Space Dandy Is Absurd(ly Fun) (S1 Finish)

In philosophy, “the Absurd” refers to the conflict between (a) the human tendency to seek inherent value and meaning in life and (b) the human inability to find any.

Narratively, Space Dandy is, perhaps more than anything, a theater of the absurd. Any time it approaches the illusion of meaning, it is quick to break that down. There are maybe two episodes with clear messages to them, and both are mostly about how life is a pointless repetitive cycle of sitting around. In its second-to-last episode, Dandy has an existential crisis at the realization that he may or may not be the original Space Dandy, but he quickly gets over it when he realizes how pointless it is to keep asking himself. As the opening theme puts it “life is five minutes of introspection.”

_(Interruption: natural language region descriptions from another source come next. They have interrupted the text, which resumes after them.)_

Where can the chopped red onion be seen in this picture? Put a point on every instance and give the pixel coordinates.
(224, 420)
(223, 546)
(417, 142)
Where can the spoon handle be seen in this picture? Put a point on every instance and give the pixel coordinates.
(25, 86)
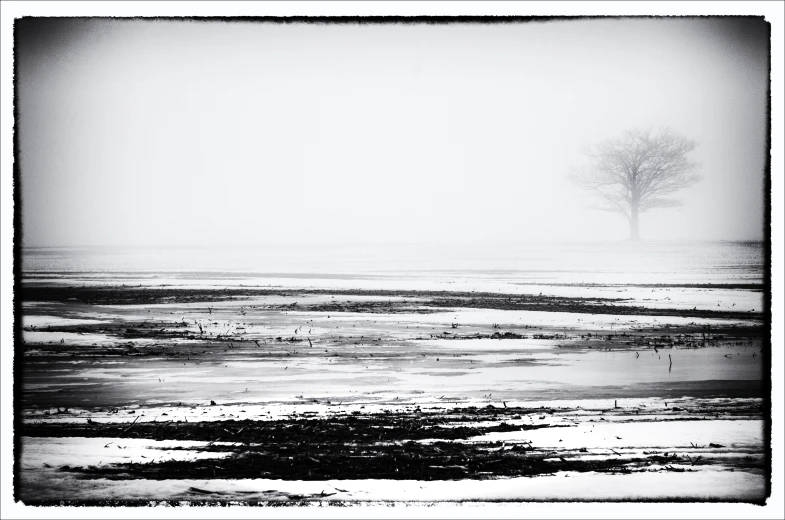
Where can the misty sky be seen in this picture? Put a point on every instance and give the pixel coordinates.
(209, 133)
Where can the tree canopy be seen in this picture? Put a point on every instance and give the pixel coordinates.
(638, 171)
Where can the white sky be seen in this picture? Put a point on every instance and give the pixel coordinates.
(153, 133)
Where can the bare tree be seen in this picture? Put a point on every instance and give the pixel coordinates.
(638, 172)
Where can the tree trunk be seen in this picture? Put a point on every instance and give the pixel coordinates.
(634, 232)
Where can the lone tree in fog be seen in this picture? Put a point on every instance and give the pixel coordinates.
(638, 171)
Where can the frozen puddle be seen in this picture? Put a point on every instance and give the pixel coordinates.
(747, 434)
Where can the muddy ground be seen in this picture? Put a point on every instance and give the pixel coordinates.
(312, 385)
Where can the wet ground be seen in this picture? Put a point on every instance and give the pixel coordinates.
(248, 386)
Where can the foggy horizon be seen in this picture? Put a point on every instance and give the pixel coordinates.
(152, 133)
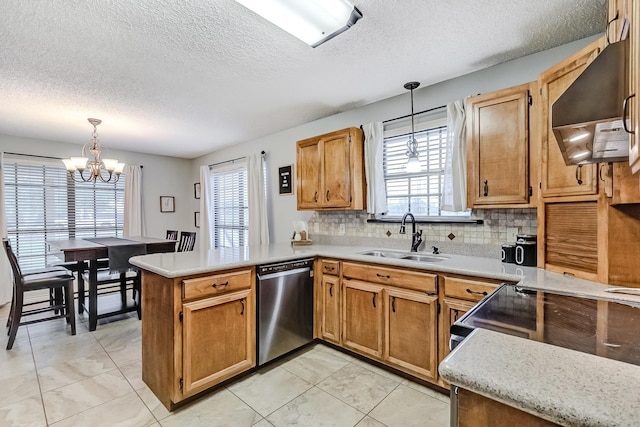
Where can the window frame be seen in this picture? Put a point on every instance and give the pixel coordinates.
(423, 124)
(29, 235)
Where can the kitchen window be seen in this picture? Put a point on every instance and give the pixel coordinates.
(230, 216)
(43, 203)
(417, 192)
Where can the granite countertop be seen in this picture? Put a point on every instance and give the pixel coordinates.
(178, 264)
(563, 386)
(558, 384)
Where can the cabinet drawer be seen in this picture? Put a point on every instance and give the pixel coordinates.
(215, 284)
(418, 281)
(328, 266)
(467, 289)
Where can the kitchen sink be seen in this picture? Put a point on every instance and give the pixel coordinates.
(423, 258)
(403, 255)
(384, 254)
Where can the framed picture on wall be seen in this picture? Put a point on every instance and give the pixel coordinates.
(285, 179)
(167, 204)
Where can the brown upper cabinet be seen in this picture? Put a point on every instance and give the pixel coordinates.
(498, 148)
(557, 178)
(330, 171)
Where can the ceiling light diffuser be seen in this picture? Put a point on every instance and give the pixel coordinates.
(312, 21)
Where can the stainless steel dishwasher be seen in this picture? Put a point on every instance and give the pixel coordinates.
(285, 308)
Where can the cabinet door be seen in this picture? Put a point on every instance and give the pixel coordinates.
(558, 179)
(308, 173)
(411, 332)
(499, 147)
(452, 310)
(228, 319)
(336, 171)
(330, 316)
(362, 317)
(633, 113)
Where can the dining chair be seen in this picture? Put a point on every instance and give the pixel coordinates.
(118, 279)
(46, 279)
(187, 241)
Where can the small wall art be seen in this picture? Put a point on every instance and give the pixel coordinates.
(285, 179)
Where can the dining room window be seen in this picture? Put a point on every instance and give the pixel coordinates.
(230, 216)
(43, 203)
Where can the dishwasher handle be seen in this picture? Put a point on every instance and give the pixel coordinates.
(286, 273)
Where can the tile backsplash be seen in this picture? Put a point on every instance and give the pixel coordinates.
(492, 232)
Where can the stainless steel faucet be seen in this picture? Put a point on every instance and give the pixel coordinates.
(416, 236)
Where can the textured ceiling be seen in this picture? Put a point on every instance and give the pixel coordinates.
(186, 78)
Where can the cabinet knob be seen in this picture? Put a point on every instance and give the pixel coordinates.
(579, 174)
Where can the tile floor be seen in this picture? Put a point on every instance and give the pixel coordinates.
(51, 378)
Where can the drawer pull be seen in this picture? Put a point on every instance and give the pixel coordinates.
(483, 293)
(222, 285)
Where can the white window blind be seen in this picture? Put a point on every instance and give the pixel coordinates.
(417, 192)
(230, 204)
(43, 203)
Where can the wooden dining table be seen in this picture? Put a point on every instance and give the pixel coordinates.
(84, 251)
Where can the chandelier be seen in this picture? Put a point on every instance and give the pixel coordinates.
(95, 167)
(413, 161)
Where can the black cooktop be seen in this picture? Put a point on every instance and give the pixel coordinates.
(602, 327)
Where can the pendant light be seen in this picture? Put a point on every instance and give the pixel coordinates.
(413, 161)
(96, 166)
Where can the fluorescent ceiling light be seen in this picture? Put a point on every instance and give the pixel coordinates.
(312, 21)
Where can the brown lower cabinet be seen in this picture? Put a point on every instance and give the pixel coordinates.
(198, 331)
(473, 410)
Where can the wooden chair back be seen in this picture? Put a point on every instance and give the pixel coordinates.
(187, 241)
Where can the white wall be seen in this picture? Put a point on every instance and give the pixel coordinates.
(162, 176)
(280, 147)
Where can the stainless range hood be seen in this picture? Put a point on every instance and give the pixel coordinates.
(587, 118)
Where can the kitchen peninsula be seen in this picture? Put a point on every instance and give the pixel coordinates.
(215, 292)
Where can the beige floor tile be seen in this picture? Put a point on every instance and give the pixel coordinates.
(122, 341)
(315, 408)
(75, 369)
(72, 399)
(125, 411)
(56, 348)
(267, 390)
(406, 407)
(222, 408)
(133, 373)
(27, 412)
(16, 366)
(369, 422)
(314, 365)
(426, 390)
(19, 387)
(359, 387)
(155, 406)
(262, 423)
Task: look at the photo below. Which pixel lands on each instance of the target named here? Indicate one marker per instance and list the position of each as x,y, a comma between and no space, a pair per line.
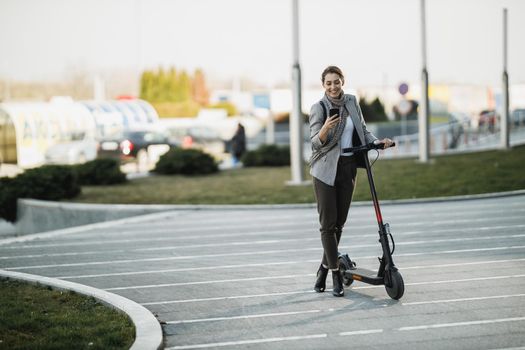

The grand finale is one big, epic love story about a vacuum cleaner who falls for a coffee maker, turns into a giant robot, fights a giant battle, wins nothing, and ostensibly kills himself by drinking coffee. He’ll be back in season 2. Whether its in the face of an epic, dramatic struggle full of Bones doing the style of animation they do best and Yoko Kanno providing the moving score that she’s known for, or just in the face of Space Dandy’s crew bumming around, nothing really matters and nothing ever changes. There is no inherent meaning to anything, and Space Dandy is entirely aware of this. It has nothing to prove, really–it’s just a fun show about a dandy guy in space. And its well aware of what it is.